Kopafbeelding

Google                                                                 
Stuur een mail naar de Begeleidingsdienst voor Vrijescholen: P. van Meurs
Stel een vraag
Kinderen gaan rekenen deel:

 

 krg 8

BEGINNENDE GECIJFERDHEID; TUSSENDOELEN EN INTERVENTIES

Ordenend handelen

Oriëntatie in ruimte en lichaam

Oriëntatie in de tijd

Meten en meetkunde

Tellen

Bewerkingen

Cijferkennis

 

Deelgebied 6. Bewerkingen

Tussendoelen

Kleuterklas Kinderen kunnen een kleine hoeveelheid verdelen.

Klas 1 en 2

6.1 Uitleg

Bewerkingen zijn de actieve handelingen die verricht worden bij het rekenen; optellen, aftrekken, vermenigvuldigen en delen. Een begrip van bewerkingen ontstaat bij jonge kinderen vanuit het directe handelen ‘Geef ieder maar een handje met rozijnen’. Nadat Johan ieder een handje gegeven heeft zit het mandje nog half vol: ‘Zal ik nog een keer rond gaan?’ vraagt hij aan juf. Begrippen als: veel, meer, meest, weinig, minder, minst, geen, helft, genoeg, komen hier vanuit het beleven in het bewustzijn van het kind. Vanuit het verdelen van hoeveelheden ontstaan bewerkingsbegrippen: ‘Peter, Johan wil ook blokken gebruiken. Willen jullie ze samen even verdelen?’ Vanuit het ‘matchen’worden de blokken verdeeld en kinderen ontdekken begrippen als: gelijk opdelen, twee even grote stapels, een te veel of een meer, enz. Bewerkingen op zich worden ook duidelijk aan het directe handelen. Sarah legt kaplablokjes om haar toren: ’Kijk eens hij is bijna rond ik heb er nog een paar te kort mag ik er een paar van jou.’ Erik geeft vijf kaplablokjes uit zijn mandje weg. In de onderbouw wordt dit handelen in het bewustzijn gebracht. Dit verloopt nog steeds via concrete materialen. ‘Kinderen verdeel die 12 kastanjes eens in twee groepen.’ ‘Hoe heb jij dat gedaan Sofie?’ ‘Ik heb die twaalf verdeeld in twee groepjes van 6.’ ‘En jij Pieter?’ ‘Ik heb ze verdeeld in een groepje van 4 en een van 8 !’ Vanuit het verwoorden van de handelingen worden bewerkingen bewust gemaakt. Laat de kinderen in omgang met concreet materiaal vertrouwd raken met de rekenhandelingen als verdelen, overhouden, samenvoegen, meten, wegen en vergelijken (Van Erp,1986). Als er begrip ontstaan is voor de bewerkingen worden de rekensymbolen toegevoegd. Voordat de symbolen worden geïntroduceerd moeten de kinderen de handelingen hebben verricht, zodat hen duidelijk wordt wat deze symbolen inhouden. Het is dan ook belangrijk dat de kinderen een realistische situatie leren omzetten naar formele schrijfwijze. Maar ook andersom is het belangrijk dat kinderen een opgeschreven som in een realistische context kunnen plaatsen.

 

Bij welke activiteiten werken we aan dit tussendoel?

6.2 Kleuterklas

In de kleuterklas wordt niet bewust gewerkt aan bewerkingen. In alle hiervoor beschreven voorbeelden zitten wel bewerkingen verborgen (bijvoorbeeld bij het simpele uitdelen komen alle rekenbewerkingen aan bod: delen, vermenigvuldigen, optellen en aftrekken). Er wordt geen nadruk op gelegd en er wordt niet over gesproken in de kleutertijd.
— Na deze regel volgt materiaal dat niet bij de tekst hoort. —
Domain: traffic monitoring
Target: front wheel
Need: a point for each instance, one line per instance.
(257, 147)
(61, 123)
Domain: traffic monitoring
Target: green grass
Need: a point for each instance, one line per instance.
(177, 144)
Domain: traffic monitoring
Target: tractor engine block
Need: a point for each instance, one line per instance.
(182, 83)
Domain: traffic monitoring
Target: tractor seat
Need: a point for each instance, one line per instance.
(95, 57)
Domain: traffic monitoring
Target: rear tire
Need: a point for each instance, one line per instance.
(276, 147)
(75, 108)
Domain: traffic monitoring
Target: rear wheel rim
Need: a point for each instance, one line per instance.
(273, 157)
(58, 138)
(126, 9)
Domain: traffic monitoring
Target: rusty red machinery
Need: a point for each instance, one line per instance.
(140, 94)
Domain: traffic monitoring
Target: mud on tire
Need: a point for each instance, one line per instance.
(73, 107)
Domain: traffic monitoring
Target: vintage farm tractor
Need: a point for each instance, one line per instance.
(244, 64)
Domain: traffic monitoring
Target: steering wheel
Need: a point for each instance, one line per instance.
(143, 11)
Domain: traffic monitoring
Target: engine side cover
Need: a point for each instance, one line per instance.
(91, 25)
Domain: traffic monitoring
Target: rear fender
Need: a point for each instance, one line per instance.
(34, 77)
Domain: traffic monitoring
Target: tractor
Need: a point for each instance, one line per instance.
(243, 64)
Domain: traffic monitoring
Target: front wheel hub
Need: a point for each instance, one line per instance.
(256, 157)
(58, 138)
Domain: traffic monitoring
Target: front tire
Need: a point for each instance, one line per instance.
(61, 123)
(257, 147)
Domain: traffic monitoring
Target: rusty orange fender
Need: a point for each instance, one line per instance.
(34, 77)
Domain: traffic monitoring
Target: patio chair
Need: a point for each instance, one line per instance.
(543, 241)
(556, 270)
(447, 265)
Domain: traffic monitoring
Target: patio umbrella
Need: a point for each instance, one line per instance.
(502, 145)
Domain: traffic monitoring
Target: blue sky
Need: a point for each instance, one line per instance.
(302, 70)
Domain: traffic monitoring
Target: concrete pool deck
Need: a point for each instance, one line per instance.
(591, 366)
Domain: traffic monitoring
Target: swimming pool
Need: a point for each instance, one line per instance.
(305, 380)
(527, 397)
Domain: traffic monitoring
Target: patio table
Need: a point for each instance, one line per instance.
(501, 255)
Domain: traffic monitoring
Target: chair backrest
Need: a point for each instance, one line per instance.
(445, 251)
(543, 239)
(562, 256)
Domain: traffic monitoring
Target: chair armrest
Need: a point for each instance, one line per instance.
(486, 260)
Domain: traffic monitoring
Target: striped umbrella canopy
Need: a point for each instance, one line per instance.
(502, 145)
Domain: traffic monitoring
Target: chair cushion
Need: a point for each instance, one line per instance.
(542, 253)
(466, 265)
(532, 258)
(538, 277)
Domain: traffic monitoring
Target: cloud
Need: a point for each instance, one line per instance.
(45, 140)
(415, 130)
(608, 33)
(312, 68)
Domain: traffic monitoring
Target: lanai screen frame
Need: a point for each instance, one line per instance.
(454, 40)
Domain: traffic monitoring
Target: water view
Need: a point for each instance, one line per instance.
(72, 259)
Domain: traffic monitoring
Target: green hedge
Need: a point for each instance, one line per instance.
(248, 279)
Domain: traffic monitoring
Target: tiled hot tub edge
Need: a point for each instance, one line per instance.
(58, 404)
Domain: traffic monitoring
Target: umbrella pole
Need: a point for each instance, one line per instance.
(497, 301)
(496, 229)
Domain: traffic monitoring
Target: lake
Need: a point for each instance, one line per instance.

6.3 Eerste klas en tweede klas

6.3.1 Optellen en aftrekken

Het splitsen van getallen

Op allerlei manieren kan het splitsen van getallen geoefend worden; door kastanjes te laten verdelen, door kinderen in groepen op te (laten) delen, door te tekenen wat er verdeeld moest worden. Het is goed als kinderen daarbij zelf leren te noteren wat ze gedaan hebben. Aanvankelijk zal dat al tekenend zijn, later leren ze de meer formele rekentekens kennen en kunnen ze die gebruiken.

30

Deze oefening kan ook op een rekenrek worden uitgevoerd. De kinderen raken op deze manier ook vertrouwd met het rekenrek.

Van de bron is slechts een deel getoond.